The results of the current experimental study showed that pSBMA coating of titanium surfaces could be a promising strategy in preventing bacterial adhesion. From a clinical point of view, infections around dental implants pose a great challenge for dental professionals, thus plaque accumulation and concomitant bacterial adhesion could lead to infections and implant loss. The surface modification technique described herein might offer a novel solution in preventing peri-implantary infections in the future. However, it should be kept in mind that improving the anti-adhesive properties of titanium surfaces by using polymers could also prevent the interaction of the implant surface both with bacterial cells and native cells at the implant recipient site. Preventing the attachment of proteins belonging to the physiological bone regeneration and/or osseointegration process could result in inadequate or insufficient integration of the implant [29]. In order to overcome this negative effect, promotion of osteo-induction via tethering of biologically active proteins such as bone morphogenetic proteins (BMP-2 and BMP-7) on the implant surface has been also reported [29,30]. Therefore, the osteoblast proliferation and/or osseointegration process on SPE grafted titanium surfaces warrants further research.
Similarly, the stability of the grafted polymers on the implant surface in situ remains of concern. An insufficient bonding strength between the coating and the implant surface could lead to degradation or separation of the coating, which might result in a more favorable environment for plaque accumulation or bacterial adhesion.

5. Conclusions

pSBMA coatings via photopolymerization of titanium surfaces seems to be a promising antiadhesion strategy, which should bring substantial benefits once certain aspects such as biodegradation and osseointegration were addressed. Additionally, commercial SAL-titanium substrates may be coated with the super-hydrophilic coating, appearing resistant to physiological salt concentrations and most importantly lowering E. faecalis colonization significantly, compared to titanium substrates in the as-received state. It appears very likely that pSBMA coatings may also prevent the adhesion of other germs.

Author Contributions

Conceptualization, A.G., C.F., and M.E.-S. (Martha Es-Souni); methodology, A.L., J.W., Y.A. and M.E.-S. (Mona Es-Souni); validation, H.N., Y.A., and K.R.L.; formal analysis, C.F. and M.E. investigation, A.L.; data curation, A.L and E.B.; writing—original draft preparation, M.E. and A.G.; writing—review and editing, M.E. and A.G.; visualization, M.E.-S. (Mona Es-Souni), K.R.L., H.N., E.B. and M.E.-S. (Martha Es-Souni); supervision, J.W. All authors have read and agreed to the published version of the manuscript.

Funding

We acknowledge financial support by DFG within the funding programme Open Access Publizieren (Open Access Publikationsfonds).

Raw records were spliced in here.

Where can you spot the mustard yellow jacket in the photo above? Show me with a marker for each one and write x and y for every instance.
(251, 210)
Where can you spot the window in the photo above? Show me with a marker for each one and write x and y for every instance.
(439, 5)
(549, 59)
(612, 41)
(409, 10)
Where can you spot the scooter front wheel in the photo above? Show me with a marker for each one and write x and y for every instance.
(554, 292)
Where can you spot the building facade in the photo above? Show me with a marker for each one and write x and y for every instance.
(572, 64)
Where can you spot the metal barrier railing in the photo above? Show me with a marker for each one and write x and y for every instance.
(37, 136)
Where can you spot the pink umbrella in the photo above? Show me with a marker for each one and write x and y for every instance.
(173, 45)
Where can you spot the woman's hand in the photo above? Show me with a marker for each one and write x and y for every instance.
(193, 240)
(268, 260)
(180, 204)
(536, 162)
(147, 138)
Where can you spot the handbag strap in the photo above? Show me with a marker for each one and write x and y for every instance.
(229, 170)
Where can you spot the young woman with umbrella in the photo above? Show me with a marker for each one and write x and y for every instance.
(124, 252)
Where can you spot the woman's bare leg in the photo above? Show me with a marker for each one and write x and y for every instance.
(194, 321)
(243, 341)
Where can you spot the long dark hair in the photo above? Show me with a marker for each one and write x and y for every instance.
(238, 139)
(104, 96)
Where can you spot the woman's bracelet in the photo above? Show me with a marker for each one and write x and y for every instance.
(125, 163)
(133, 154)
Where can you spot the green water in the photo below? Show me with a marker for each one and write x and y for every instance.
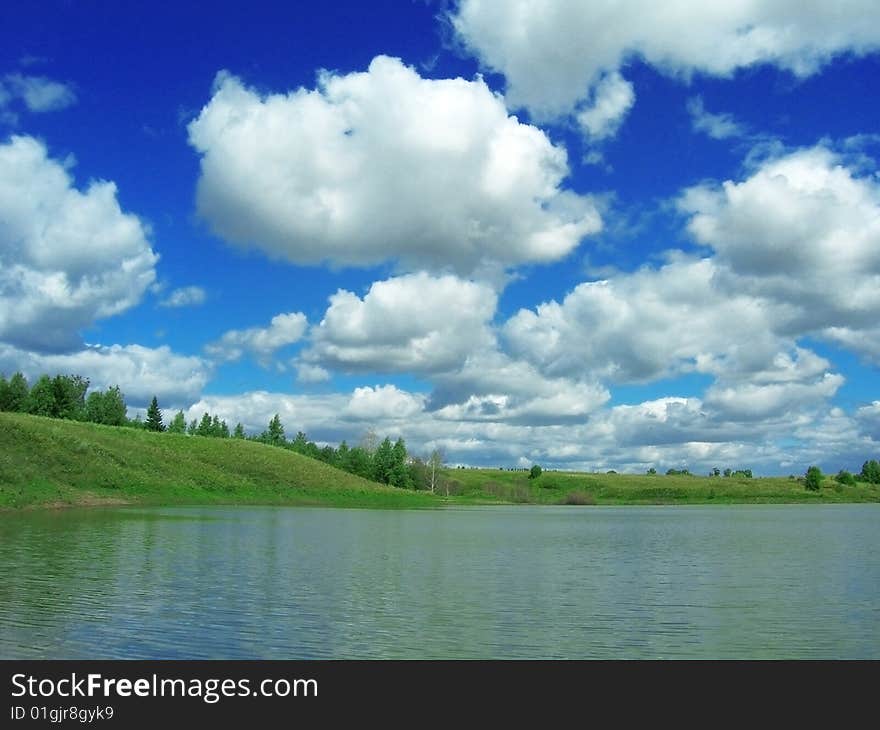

Institutional Review Board Statement

No applicable.

Informed Consent Statement

Not applicable.

Data availability Statement

Data supporting results could be found at the research laboratories of Christian-Albrecht University, Department of Oral and Maxillofacial Surgery.

Acknowledgments

The authors would like to thank Mohammed Es-Souni and BEGO (Bremer Goldschlägerei Wilh. Herbst) Implants GmbH & Co. KG Bremen-Germany for their kind support.

Conflicts of Interest

The authors declare no conflict of interest.

References

  1. Liu, Z.; Liu, X.; Ramakrishna, S. Surface engineering of biomaterials in orthopedic and dental implants: Strategies to improve osteointegration, bacteriostatic and bactericidal activities. Biotechnol. J. 2021, e2000116. [Google Scholar] [CrossRef]
  2. Elbourne, A.; Crawford, R.J.; Ivanova, E.P. Nano-structured antimicrobial surfaces: From nature to synthetic analogues. J. Colloid Interface Sci. 2017, 508, 603–616. [Google Scholar] [CrossRef]
  3. Peng, Z.; Ni, J.; Zheng, K.; Shen, Y.; Wang, X.; He, G.; Jin, S.; Tang, T. Dual effects and mechanism of TiO2 nanotube arrays in reducing bacterial colonization and enhancing C3H10T1/2 cell adhesion. Int. J. Nanomed. 2013, 8, 3093–3105. [Google Scholar]
  4. Qiao, S.; Cao, H.; Zhao, X.; Lo, H.; Zhuang, L.; Gu, Y.; Shi, J.; Liu, X.; Lai, H. Ag-plasma modification enhances bone apposition around titanium dental implants: An animal study in Labrador dogs. Int. J. Nanomed. 2015, 10, 653–664. [Google Scholar]
  5. Neut, D.; Dijkstra, R.J.; Thompson, J.I.; Kavanagh, C.; van der Mei, H.C.; Busscher, H.J. A biodegradable gentamicin-hydroxyapatite-coating for infection prophylaxis in cementless hip prostheses. Eur Cell Mater. 2015, 29, 42–55, discussion 55–56. [Google Scholar]
  6. Li, T.; Wang, N.; Chen, S.; Lu, R.; Li, H.; Zhang, Z. Antibacterial activity and cytocompatibility of an implant coating consisting of TiO2 nanotubes combined with a GL13K antimicrobial peptide. Int. J. Nanomed. 2017, 12, 2995–3007. [Google Scholar] [CrossRef] [PubMed] [Green Version]
  7. Liu, Y.; Zheng, Z.; Zara, J.N.; Hsu, C.; Soofer, D.E.; Lee, K.S.; Siu, R.K.; Miller, L.S.; Zhang, X.; Carpenter, D.; et al. The antimicrobial and osteoinductive properties of silver nanoparticle/poly (DL-lactic-co-glycolic acid)-coated stainless steel. Biomaterials 2012, 33, 8745–8756. [Google Scholar]
  8. Wang, M.; Tang, T. Surface treatment strategies to combat implant-related infection from the beginning. J. Orthop. Transl. 2019, 17, 42–54. [Google Scholar] [CrossRef]
  9. Caro, A.; Humblot, V.; Méthivier, C.; Minier, M.; Salmain, M.; Pradier, C.M. Grafting of lysozyme and/or poly(ethylene glycol) to prevent biofilm growth on stainless steel surfaces. J. Phys. Chem. B 2009, 113, 2101–2109. [Google Scholar] [CrossRef]
  10. Prime, K.L.; Whitesides, G.M. Self-assembled organic monolayers: Model systems for studying adsorption of proteins at surfaces. Science 1991, 252, 1164–1167. [Google Scholar] [CrossRef] [Green Version]
  11. Moussy, F.; Harrison, D.J.; Rajotte, R.V. A miniaturized Nafion-based glucose sensor: In vitro and in vivo evaluation in dogs. Int. J. Artif. Organs. 1994, 17, 88–94. [Google Scholar] [CrossRef]
  12. Moussy, F.; Jakeway, S.; Harrison, D.J.; Rajotte, R.V. In vitro and in vivo performance and lifetime of perfluorinated ionomer-coated glucose sensors after high-temperature curing. Anal. Chem. 1994, 66, 3882–3888. [Google Scholar] [CrossRef]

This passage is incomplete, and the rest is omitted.